De kap is uitgevoerd als een eendelig bakelieten persstuk, waarin uitgespaard zijn 2 openingen waardoor de rechthoekige stiften glijden, die door het gewicht van de telemicrofoon het haakcontact bedienen, en verder een opening, waarin de kiesschijf wordt gemonteerd. Deze laatste staat onder een hoek van 36° met het horizontale vlak, welke helling een compromis betekent, indien de eis gesteld wordt dat de gebruiker, zowel wanneer hij zit als wanneer hij staat, de cijfers duidelijk kan zien. De kiesschijf (zie fig. 3) is van een doorzichtig plastic stofkapje voorzien en met 2 onverliesbare schroeven aan de kap bevestigd.

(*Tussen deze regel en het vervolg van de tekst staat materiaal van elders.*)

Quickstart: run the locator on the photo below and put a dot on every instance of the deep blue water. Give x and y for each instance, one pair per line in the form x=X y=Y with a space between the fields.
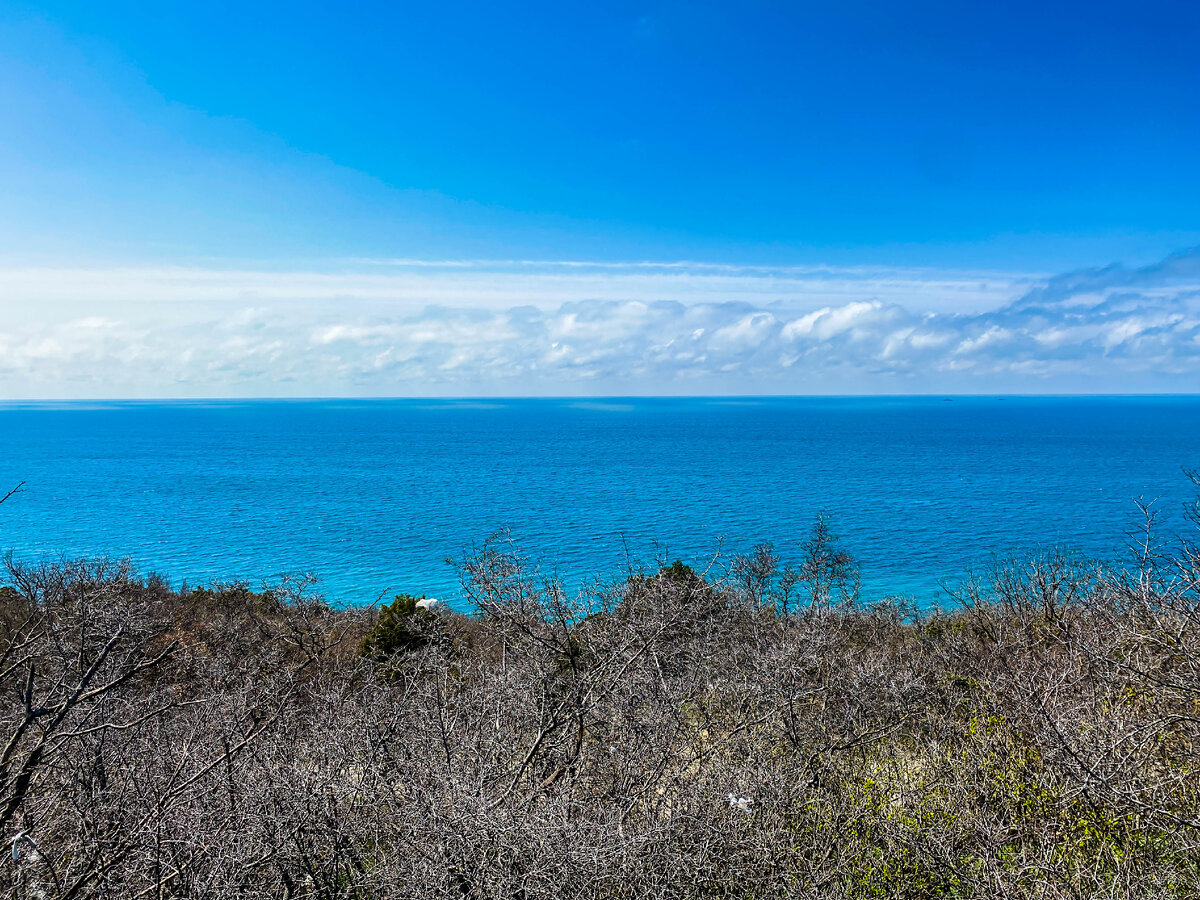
x=373 y=496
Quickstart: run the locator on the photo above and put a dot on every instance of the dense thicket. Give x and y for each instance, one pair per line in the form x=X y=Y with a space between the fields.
x=753 y=732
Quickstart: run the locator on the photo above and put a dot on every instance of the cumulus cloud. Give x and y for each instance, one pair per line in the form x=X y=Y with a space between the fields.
x=1107 y=329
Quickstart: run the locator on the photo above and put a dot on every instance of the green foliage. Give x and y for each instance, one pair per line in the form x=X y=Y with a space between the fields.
x=401 y=628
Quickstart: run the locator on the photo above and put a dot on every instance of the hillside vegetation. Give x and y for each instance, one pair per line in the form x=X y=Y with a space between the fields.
x=751 y=732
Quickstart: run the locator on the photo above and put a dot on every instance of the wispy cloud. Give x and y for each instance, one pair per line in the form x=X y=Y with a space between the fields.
x=407 y=328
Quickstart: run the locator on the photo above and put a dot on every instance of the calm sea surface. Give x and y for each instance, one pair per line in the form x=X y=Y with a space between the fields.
x=373 y=496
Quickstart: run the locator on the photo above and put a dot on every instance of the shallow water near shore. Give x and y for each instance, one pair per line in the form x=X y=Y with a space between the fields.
x=375 y=496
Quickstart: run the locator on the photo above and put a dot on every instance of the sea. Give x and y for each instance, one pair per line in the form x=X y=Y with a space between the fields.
x=376 y=497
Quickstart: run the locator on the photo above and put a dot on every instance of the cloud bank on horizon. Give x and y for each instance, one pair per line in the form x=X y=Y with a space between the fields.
x=563 y=329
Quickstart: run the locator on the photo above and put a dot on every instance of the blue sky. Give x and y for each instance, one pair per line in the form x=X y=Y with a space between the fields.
x=391 y=169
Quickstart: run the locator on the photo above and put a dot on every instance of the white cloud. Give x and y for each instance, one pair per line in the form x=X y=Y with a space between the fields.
x=1111 y=329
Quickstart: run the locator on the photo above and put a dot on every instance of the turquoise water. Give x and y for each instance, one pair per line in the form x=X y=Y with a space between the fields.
x=373 y=496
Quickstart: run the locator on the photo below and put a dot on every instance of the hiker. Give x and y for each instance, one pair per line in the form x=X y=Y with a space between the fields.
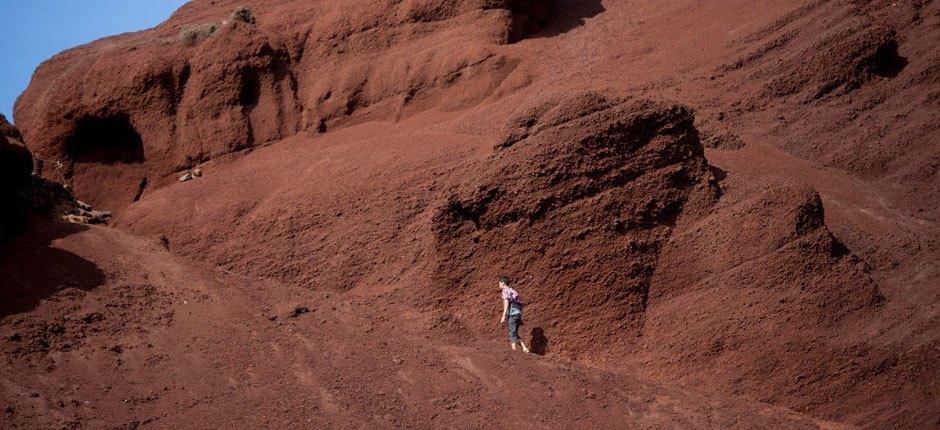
x=512 y=309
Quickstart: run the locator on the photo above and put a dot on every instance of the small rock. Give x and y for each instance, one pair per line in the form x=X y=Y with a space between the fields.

Op het vlakke gedeelte van de kap boven de kiesschijf kan een drukknop, de z.g.n. ruggespraaktoets worden aangebracht, die verzonken wordt uitgevoerd, ten einde het risico van ongewild bedienen van de knop bij afnemen of opleggen van de telemicrofoon uit te sluiten.
Achter de drukknop wordt het abonnénummer aangebracht, dat om der wille van de duidelijkheid een hoek met het horizontale vlak maakt.

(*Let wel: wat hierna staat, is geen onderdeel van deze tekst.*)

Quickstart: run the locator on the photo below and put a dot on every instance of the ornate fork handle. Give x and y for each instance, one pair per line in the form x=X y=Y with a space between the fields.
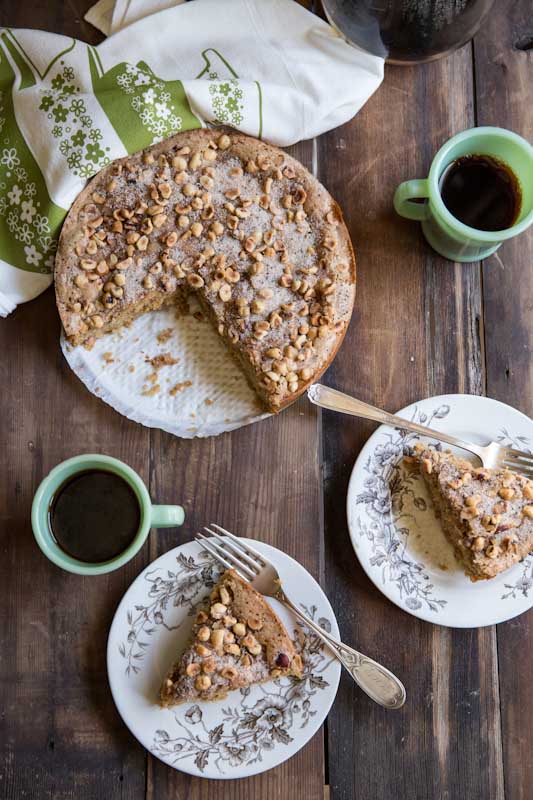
x=338 y=401
x=378 y=682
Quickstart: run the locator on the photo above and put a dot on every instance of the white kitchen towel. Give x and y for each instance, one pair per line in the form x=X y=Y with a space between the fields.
x=266 y=67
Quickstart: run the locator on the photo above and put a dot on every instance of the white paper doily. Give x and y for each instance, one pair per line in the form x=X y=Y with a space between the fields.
x=205 y=393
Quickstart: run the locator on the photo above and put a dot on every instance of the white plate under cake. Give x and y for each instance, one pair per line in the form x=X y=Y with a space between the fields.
x=254 y=728
x=236 y=221
x=399 y=540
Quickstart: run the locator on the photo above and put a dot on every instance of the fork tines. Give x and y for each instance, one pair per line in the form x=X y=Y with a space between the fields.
x=518 y=461
x=231 y=552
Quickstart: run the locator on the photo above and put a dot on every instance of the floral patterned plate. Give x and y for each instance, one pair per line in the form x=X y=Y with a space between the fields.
x=252 y=730
x=396 y=535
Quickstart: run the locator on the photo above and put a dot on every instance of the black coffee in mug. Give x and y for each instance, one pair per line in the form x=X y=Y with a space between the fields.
x=94 y=516
x=481 y=192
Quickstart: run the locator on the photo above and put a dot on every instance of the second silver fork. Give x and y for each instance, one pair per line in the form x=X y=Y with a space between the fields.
x=378 y=682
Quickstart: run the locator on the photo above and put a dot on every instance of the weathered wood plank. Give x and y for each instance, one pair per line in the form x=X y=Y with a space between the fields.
x=415 y=333
x=60 y=735
x=504 y=66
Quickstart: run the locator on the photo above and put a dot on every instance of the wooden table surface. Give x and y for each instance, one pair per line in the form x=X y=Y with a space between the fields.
x=422 y=326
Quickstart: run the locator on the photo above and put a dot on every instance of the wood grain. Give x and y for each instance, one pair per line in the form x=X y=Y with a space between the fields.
x=504 y=68
x=416 y=333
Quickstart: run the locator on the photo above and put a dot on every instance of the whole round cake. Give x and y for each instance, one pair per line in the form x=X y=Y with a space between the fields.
x=237 y=221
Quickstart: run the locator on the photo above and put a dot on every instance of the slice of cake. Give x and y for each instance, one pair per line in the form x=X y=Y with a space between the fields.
x=486 y=514
x=237 y=640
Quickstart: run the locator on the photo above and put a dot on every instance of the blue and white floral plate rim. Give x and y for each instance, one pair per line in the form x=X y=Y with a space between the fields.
x=250 y=731
x=396 y=536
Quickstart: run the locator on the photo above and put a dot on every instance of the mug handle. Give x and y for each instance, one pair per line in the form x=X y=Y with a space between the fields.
x=406 y=193
x=166 y=516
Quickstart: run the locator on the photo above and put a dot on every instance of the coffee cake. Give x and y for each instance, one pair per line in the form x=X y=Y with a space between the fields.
x=237 y=640
x=486 y=514
x=237 y=221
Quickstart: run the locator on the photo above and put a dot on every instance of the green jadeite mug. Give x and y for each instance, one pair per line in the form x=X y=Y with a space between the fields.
x=151 y=516
x=444 y=232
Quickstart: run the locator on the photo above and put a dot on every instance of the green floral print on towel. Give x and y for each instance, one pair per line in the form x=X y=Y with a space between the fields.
x=80 y=140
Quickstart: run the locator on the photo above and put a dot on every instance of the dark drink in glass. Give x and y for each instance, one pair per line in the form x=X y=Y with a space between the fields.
x=407 y=31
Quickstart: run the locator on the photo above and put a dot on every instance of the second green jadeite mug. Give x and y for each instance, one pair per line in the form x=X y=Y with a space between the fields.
x=151 y=516
x=444 y=232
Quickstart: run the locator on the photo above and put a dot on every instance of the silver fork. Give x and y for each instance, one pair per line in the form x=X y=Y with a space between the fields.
x=377 y=681
x=490 y=455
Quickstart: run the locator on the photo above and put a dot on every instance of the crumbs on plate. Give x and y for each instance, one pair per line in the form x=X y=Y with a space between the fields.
x=178 y=387
x=164 y=335
x=162 y=360
x=152 y=391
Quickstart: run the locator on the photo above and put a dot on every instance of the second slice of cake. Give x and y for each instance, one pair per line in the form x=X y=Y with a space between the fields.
x=237 y=640
x=486 y=514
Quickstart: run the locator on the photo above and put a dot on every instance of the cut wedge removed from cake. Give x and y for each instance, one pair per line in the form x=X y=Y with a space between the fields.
x=237 y=640
x=486 y=514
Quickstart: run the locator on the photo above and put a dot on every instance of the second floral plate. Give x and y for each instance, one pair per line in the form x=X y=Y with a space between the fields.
x=252 y=730
x=396 y=535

Van de telemicrofoon is de spreektrechter vervangen door een vlak spreekrooster. Deze verandering, die mede op hygiënische gronden plaats vond, heeft een wijziging in de afmetingen van de telemicrofoon veroorzaakt, die benut is om ook de vorm er van te wijzigen, waardoor een goede aanpassing aan de kap werd bereikt en een prettige ligging in de hand.
Fig. 4. Gereedschap voor de telemicrofoon.
De houder is als gespoten bakelietstuk uitgevoerd, waarbij aan het gereedschap (zie fig. 4) enige speciale constructieve moeilijkheden moesten worden opgelost.
Vermelding verdient, dat de omspinning van het telemicrofoonkoord zich als een sok buiten de aders voortzet, hetgeen een zeer solide trekontlasting van het koord mogelijk maakt.
Wij willen deze beschrijving niet besluiten zonder onze dank betuigd te hebben aan de diverse P.T.T.-instanties, die bij het tot stand komen van het nieuwe toestel op de meest prettige wijze hebben meegewerkt. Anders dan bijv. in de Verenigde Staten is in Nederland de fabrikant niet tevens exploitant van de toestellen: dank zij de omstandigheid dat wij bij de constructie ten volle rekening hebben kunnen houden met waardevolle adviezen, ontleend aan exploitatiegegevens, zijn wij ervan overtuigd dat het nieuwe toestel in de practijk in alle opzichten zal voldoen.